The Joint Commission’s requirements differ somewhat depending on the setting of care. For example, in settings where medications are not prescribed, providers will not be required to compare old and new medications, or to give patients written information on the medications they should be taking. They will also not be required to provide education on medication management.

These new requirements replace a national patient safety goal on medication reconciliation from 2009, which was placed on hold due to concerns from physicians and hospitals that it was too prescriptive. Since then, officials at the Joint Commission have been talking to physicians and other providers about their concerns, and working to revise the requirements.

"We really tried to work with the field to find out what the goal should be all about," Maureen Carr, project director for the division of health care quality evaluation at the Joint Commission, said in an interview.
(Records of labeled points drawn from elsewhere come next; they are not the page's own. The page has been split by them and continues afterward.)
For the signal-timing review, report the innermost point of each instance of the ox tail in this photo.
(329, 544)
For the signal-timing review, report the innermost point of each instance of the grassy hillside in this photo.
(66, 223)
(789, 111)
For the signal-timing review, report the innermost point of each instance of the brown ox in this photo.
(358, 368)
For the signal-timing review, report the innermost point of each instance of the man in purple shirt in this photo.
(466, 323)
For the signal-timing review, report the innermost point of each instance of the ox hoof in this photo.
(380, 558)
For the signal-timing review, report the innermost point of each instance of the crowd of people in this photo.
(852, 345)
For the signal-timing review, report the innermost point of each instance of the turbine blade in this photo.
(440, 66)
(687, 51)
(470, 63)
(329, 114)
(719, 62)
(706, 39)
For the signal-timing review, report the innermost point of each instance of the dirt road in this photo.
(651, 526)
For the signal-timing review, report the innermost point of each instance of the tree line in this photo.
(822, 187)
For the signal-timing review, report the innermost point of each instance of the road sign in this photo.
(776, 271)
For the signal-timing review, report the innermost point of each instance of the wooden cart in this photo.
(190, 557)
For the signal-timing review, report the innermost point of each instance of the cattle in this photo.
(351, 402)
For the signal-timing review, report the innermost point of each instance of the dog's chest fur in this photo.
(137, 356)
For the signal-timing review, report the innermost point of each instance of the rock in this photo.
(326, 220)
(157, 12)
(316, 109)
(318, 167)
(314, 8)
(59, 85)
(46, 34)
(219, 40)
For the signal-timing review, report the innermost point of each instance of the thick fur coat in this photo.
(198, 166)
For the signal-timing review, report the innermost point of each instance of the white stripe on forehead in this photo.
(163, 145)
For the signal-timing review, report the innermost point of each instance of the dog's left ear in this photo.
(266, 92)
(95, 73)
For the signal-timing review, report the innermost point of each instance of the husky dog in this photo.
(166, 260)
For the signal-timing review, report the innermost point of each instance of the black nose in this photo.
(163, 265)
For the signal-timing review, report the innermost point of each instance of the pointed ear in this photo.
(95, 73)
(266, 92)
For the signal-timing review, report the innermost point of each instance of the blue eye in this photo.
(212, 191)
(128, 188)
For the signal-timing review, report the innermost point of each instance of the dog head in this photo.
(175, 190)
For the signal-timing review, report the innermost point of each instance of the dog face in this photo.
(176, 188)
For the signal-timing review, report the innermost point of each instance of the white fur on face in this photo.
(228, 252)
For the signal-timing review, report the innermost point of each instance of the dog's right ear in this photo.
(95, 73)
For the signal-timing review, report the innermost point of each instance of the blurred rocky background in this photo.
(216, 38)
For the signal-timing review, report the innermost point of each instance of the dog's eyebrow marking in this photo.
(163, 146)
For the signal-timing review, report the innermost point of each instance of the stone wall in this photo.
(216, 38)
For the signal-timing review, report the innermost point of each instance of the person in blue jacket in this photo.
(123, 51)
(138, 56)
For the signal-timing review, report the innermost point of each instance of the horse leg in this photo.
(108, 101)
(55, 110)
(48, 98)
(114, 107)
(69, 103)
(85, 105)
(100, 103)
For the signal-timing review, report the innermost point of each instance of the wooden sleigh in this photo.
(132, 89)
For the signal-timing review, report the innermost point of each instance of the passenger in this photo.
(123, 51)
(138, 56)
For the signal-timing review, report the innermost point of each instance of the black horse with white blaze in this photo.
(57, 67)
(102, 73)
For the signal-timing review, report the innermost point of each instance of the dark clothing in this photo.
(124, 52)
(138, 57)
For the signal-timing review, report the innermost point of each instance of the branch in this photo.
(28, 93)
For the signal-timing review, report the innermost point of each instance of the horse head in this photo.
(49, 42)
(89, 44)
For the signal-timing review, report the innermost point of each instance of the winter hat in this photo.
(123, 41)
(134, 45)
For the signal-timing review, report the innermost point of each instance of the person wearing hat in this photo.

Ms. Carr said the previous medication reconciliation goal was much more prescriptive and included requirements related to several elements of the care process that were already addressed in other Joint Commission goals. This time around, officials tried to simplify the requirements by focusing on "risk points" associated with medication reconciliation. They also tried to minimize the documentation requirements.

And they backed away from some of the more prescriptive elements, Ms. Carr said. For example, the goal used to require that providers give the reconciled medication list to the next provider of care. But that was problematic because in some situations there wasn’t a next provider of care, she said. Now the requirement is to give the list to the patient or family. "We’re trying to take away some of the things that were unnecessarily prescriptive," she said.

The revised goal also spells out that making a "good faith effort" to get an accurate medication list would meet the intent of the standard. Officials at the Joint Commission understand that it’s difficult to get a correct medication list from patients for a number of reasons, ranging from patients who withhold information to those that simply forget, Ms. Carr said. It has been the position of the Joint Commission that a good faith effort is enough, but they decided to make that explicit in the policy, she said.

While the burden on providers should be lessened under the revised goal, Ms. Carr said it still addresses patient safety by targeting the most critical areas. For example, the new requirements focus on getting information from the patients when they come in, comparing current medications with new ones, and ensuring that patients understand their medications when the episode of care is over.